In a typical DNS lookup three types of queries occur. By using a combination of these queries, an optimized process for DNS resolution can result in a reduction of distance traveled. In an ideal situation cached record data will be available, allowing a DNS name server to return a non-recursive query.
3 types of DNS queries:
Recursive query – In a recursive query, a DNS client requires that a DNS server (typically a DNS recursive resolver) will respond to the client with either the requested resource record or an error message if the resolver can’t find the record.
Iterative query – in this situation the DNS client will allow a DNS server to return the best answer it can. If the queried DNS server does not have a match for the query name, it will return a referral to a DNS server authoritative for a lower level of the domain namespace. The DNS client will then make a query to the referral address. This process continues with additional DNS servers down the query chain until either an error or timeout occurs.
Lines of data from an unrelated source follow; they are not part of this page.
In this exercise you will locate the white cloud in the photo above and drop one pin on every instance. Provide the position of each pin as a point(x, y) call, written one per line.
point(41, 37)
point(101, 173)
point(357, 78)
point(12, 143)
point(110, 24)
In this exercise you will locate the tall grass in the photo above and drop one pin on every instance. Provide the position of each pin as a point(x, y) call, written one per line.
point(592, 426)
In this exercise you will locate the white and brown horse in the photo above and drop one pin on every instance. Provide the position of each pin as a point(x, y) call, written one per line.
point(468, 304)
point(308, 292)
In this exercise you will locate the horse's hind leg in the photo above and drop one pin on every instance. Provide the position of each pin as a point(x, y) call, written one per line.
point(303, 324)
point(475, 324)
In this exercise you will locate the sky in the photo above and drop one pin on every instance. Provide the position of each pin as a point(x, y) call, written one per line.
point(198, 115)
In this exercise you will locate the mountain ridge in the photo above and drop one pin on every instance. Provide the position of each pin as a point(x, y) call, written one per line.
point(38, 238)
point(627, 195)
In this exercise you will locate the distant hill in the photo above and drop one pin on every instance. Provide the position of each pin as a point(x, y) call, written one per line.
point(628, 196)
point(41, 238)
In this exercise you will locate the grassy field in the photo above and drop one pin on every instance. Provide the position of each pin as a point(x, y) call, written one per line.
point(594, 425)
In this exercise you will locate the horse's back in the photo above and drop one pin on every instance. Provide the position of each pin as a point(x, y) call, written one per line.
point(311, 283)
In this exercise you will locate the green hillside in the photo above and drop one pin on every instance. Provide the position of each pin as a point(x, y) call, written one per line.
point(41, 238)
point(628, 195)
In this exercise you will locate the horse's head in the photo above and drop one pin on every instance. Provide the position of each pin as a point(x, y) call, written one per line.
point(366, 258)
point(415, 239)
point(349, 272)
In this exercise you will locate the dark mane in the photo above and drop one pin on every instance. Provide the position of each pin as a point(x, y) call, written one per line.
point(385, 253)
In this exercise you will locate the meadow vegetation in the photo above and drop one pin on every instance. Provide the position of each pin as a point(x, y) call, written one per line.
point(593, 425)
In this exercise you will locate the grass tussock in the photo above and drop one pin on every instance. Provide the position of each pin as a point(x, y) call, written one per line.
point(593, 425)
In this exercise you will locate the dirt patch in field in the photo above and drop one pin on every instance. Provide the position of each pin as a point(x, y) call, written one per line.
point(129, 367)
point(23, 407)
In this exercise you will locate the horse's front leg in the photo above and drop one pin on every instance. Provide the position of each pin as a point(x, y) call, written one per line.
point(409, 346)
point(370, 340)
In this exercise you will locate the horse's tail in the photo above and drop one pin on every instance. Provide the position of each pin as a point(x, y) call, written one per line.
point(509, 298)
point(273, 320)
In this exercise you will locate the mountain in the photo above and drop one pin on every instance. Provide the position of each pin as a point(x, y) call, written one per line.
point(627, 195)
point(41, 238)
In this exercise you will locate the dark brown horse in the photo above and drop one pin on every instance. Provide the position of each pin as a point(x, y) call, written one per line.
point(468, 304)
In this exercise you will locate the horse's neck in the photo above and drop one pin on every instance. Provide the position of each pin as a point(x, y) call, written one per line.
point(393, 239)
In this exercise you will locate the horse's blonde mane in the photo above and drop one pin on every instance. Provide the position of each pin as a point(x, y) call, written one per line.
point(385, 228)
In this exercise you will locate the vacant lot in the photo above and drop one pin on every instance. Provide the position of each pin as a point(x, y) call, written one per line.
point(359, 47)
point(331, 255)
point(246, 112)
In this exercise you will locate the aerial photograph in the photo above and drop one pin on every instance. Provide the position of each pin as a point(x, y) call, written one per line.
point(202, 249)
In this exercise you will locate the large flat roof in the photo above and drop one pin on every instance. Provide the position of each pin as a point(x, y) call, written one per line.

Non-recursive query – typically this will occur when a DNS resolver client queries a DNS server for a record that it has access to either because it’s authoritative for the record or the record exists inside of its cache. Typically, a DNS server will cache DNS records to prevent additional bandwidth consumption and load on upstream servers.
What is DNS caching? Where does DNS caching occur?
The purpose of caching is to temporarily stored data in a location that results in improvements in performance and reliability for data requests. DNS caching involves storing data closer to the requesting client so that the DNS query can be resolved earlier and additional queries further down the DNS lookup chain can be avoided, thereby improving load times and reducing bandwidth/CPU consumption. DNS data can be cached in a variety of locations, each of which will store DNS records for a set amount of time determined by a time-to-live (TTL).
Browser DNS caching
Modern web browsers are designed by default to cache DNS records for a set amount of time. the purpose here is obvious; the closer the DNS caching occurs to the web browser, the fewer processing steps must be taken in order to check the cache and make the correct requests to an IP address. When a request is made for a DNS record, the browser cache is the first location checked for the requested record.
In chrome, you can see the status of your DNS cache by going to chrome://net-internals/#dns.
Operating system (OS) level DNS caching
The operating system level DNS resolver is the second and last local stop before a DNS query leaves your machine. The process inside your operating system that is designed to handle this query is commonly called a “stub resolver” or DNS client. When a stub resolver gets a request from an application, it first checks its own cache to see if it has the record. If it does not, it then sends a DNS query (with a recursive flag set), outside the local network to a DNS recursive resolver inside the Internet service provider (ISP).
When the recursive resolver inside the ISP receives a DNS query, like all previous steps, it will also check to see if the requested host-to-IP-address translation is already stored inside its local persistence layer.
The recursive resolver also has additional functionality depending on the types of records it has in its cache:
If the resolver does not have the A records, but does have the NS records for the authoritative nameservers, it will query those name servers directly, bypassing several steps in the DNS query. This shortcut prevents lookups from the root and .com nameservers (in our search for example.com) and helps the resolution of the DNS query occur more quickly.
If the resolver does not have the NS records, it will send a query to the TLD servers (.com in our case), skipping the root server.
In the unlikely event that the resolver does not have records pointing to the TLD servers, it will then query the root servers. This event typically occurs after a DNS cache has been purged.